I don’t necessarily have a specific model at this point in time. I think, the importance is, is that we’re very discipline. 12, 15 years ago, we went through the model change. We created what we call our next best alternative model, where we really look at each specific manufacturer to the value that we deliver for them. And as you know, each manufacture kind of has their own dynamics and mix and the adjustments they may make, the growth they may have and stuff differs. So, we’re going to continue to work with each pharma manufacturer to see what’s the right type of structure that may work for them and for us. We’re going to be really focused on our value prop and then make sure we get paid for what we do. But, I’d say, it’s still a little too early to know exactly what might be the right model. But, we’re having multiple discussions including keeping it similar to what it is, but higher rates the WACs are lower. So, we’re -- that model could be a very simple change from that standpoint. So, we’re looking at a continuum of different opportunities.

John Kreger

Analyst · William Blair. Please go ahead. Your line is now open

Great, thanks. And then, I quick follow-up for Jorge. The guidance in fiscal 2019 for low single-digit revenue growth within the Medical segment, if you take out the acquisition benefit of patient recovery, what would you say the organic growth implied is on the top line?

Jorge Gomez

Chief Financial Officer

Well, we haven’t broken down the pieces of the revenue growth.

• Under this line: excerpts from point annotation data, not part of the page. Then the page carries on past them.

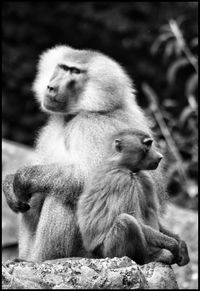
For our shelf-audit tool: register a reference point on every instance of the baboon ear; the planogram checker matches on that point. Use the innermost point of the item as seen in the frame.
(118, 145)
(147, 141)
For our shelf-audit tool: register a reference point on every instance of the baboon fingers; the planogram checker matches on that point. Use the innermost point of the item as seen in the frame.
(183, 254)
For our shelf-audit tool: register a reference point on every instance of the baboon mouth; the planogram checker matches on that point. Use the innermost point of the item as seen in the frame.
(153, 166)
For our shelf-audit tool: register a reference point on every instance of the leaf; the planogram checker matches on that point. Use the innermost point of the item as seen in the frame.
(175, 66)
(162, 38)
(169, 49)
(194, 42)
(170, 103)
(192, 188)
(191, 84)
(186, 113)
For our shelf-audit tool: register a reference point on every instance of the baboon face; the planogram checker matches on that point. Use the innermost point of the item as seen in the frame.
(135, 151)
(64, 88)
(70, 81)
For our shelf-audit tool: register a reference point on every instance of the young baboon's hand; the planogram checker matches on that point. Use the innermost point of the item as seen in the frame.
(12, 200)
(183, 254)
(22, 186)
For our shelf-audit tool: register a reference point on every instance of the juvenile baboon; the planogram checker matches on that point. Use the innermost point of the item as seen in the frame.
(118, 212)
(89, 97)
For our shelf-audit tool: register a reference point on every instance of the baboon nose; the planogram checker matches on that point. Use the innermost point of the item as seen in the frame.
(51, 91)
(147, 141)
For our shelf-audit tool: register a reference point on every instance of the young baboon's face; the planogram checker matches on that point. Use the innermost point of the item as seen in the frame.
(135, 151)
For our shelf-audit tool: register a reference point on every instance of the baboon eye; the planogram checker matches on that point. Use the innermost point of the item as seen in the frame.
(75, 70)
(118, 145)
(147, 141)
(64, 67)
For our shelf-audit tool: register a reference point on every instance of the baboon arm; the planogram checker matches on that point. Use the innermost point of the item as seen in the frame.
(45, 179)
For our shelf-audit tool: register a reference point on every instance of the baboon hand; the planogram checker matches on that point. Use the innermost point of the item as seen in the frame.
(183, 254)
(13, 202)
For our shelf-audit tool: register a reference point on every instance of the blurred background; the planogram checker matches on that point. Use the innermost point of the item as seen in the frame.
(156, 42)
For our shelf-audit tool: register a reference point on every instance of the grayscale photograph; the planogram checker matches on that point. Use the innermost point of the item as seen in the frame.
(99, 145)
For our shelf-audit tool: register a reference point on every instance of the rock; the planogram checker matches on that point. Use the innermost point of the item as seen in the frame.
(80, 273)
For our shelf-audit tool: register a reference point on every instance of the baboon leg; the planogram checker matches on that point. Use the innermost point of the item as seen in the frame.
(183, 250)
(126, 239)
(56, 232)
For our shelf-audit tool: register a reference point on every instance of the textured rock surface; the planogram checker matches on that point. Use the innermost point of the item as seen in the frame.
(79, 273)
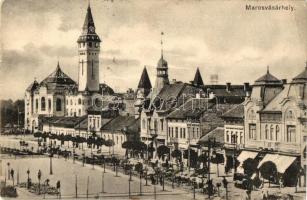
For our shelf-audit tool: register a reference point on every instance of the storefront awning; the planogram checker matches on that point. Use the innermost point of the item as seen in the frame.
(282, 162)
(245, 155)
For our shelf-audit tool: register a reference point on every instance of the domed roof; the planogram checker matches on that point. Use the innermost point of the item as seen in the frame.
(88, 29)
(268, 79)
(302, 77)
(144, 81)
(32, 86)
(162, 63)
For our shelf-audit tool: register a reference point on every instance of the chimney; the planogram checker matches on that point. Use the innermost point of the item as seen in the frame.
(228, 85)
(246, 86)
(284, 81)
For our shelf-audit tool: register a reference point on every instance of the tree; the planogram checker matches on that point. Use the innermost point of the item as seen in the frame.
(250, 166)
(139, 167)
(177, 154)
(127, 145)
(268, 171)
(162, 150)
(38, 134)
(99, 142)
(291, 175)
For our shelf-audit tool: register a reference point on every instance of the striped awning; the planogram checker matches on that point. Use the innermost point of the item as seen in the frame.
(282, 162)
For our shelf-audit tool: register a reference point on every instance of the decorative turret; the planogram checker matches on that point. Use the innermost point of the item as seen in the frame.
(162, 71)
(198, 81)
(268, 79)
(266, 88)
(144, 82)
(89, 48)
(302, 77)
(144, 88)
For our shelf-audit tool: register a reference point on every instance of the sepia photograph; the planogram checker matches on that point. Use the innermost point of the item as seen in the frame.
(153, 99)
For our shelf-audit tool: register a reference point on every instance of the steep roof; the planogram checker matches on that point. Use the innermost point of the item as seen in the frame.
(176, 91)
(144, 81)
(198, 79)
(302, 77)
(121, 123)
(236, 112)
(58, 77)
(105, 89)
(217, 134)
(32, 86)
(221, 90)
(268, 79)
(193, 108)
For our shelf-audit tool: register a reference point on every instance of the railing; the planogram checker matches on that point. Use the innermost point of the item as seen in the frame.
(273, 145)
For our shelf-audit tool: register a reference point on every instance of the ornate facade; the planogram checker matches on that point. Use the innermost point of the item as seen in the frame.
(60, 96)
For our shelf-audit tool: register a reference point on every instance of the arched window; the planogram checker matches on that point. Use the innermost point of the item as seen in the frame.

But, I would tell you that within the Medical segment, there are a number of businesses that are growing organically well. You have at-Home, you have Cardinal Brand other than Patient Recovery. We have Cordis who -- which is also ramping -- continues to grow from a top line perspective. So, I think there’s a number of -- most of the businesses within the Medical segment organically are showing increment from the top line perspective.

Operator

Operator

Thank you. And our last question comes from Eric Coldwell from Baird. Please go ahead. Your line is now open.

Eric Coldwell

Analyst · Baird. Please go ahead. Your line is now open

Hey. Thanks very much and good morning. Jorge, at the end of the call, you made a comment on the New York State opioid assessment. I didn’t catch that. I was hoping you could clarify what you’re talking about. I do know the judge’s decision there was considered a negative precedent, but I’m not sure I’m familiar with this assessment that you’re talking to?

Jorge Gomez

Chief Financial Officer

Yes, sure. Let me help you a little bit with that. So, in April, the state of New York created an aggregate $100 million annual assessment on all manufacturers and distributors who sell or distribute opioids in New York. Based on that, a law -- the initial payment is due on January 1st of 2019 for opioids sold or distributed during calendar year 2017. And we haven’t factored any impact from this newly passed law into our guidance because there’s still a lot of uncertainty around how it would be implemented. Some of the uncertainties that we see with this law include, there is a significant legal challenge pending against that law. There are a lot of complexities in the way the law was written, and is waiting some guidance from the state. And frankly, there’s a lot of uncertainty in terms of how much each participant in that market will actually pay.

Eric Coldwell

Analyst · Baird. Please go ahead. Your line is now open

Okay. Thanks very much. That’s helpful.

Mike Kaufmann

CEO

Great. Well, thanks, everyone. Is there any more questions?

Operator

Operator

There are no further questions over the telephone at this time, sir.

Mike Kaufmann

CEO

Great. Well, I just want to thank everyone for taking the time to join us this morning. And we look forward to seeing many of you at some of the upcoming conferences. Thanks and have a good day.